Ttout naturellement, on aborde l’affluent du fleuve, la Lergue dont l’embouchure intéresse ces territoires mais également ceux de Brignac et Canet. Les « errements » de la rivière, c’est-à-dire les caprices de son lit, le « déracinement » du pont de Cambous, auquel il a été remédié récemment, sont les conséquences d’une exploitation intensive faite en amont par les carriers.
L’exploitation de carrières sur la commune voisine est une constante : celle de Baucerenque avec ses cicatrices, puis celle des « Blancous », bien avant 1962 et jusqu’en 1983. Sans parler de celles toujours en activité.
Aujourd’hui l’extension des carrières sur la commune de Saint-André de Sangonis, certes en aval de Brignac, va un peu plus compromettre la fameuse « coulée verte » du programme Valcordia.
Dans le même temps que l’on envisage la réhabilitation des anciennes gravières, » afin de les rendre compatibles avec la mise en valeur du patrimoine naturel, il faut, d’ores et déjà, prendre en compte celle des futurs « cratères ».
La réflexion est déjà engagée a propos des gravières du secteur de Gignac.

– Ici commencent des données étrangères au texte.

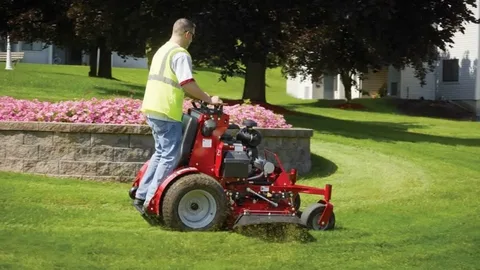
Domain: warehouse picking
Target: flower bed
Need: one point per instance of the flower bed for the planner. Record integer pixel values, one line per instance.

Pour celles de Saint-André de Sangonis, selon une première estimation, il pourrait en coûter deux millions d’euros ou plus, à trouver, bien entendu, en grande partie dans la poche du contribuable.
Quel intérêt ? Demanderez-vous. Il est multiple :
- Pour l’homme tout d’abord. Le secteur Gignac- Saint-André de Sangonis- Brignac est l’un des territoires du département qui a connu la plus forte croissance démographique en ce début de siècle, car situé à l’intersection de l’A 75 et l’A 750, donc à un carrefour vital. Et les néo-ruraux sont en quête de lieux de loisirs sur les rives des cours d’eau et dans les bois, surtout en période de canicule.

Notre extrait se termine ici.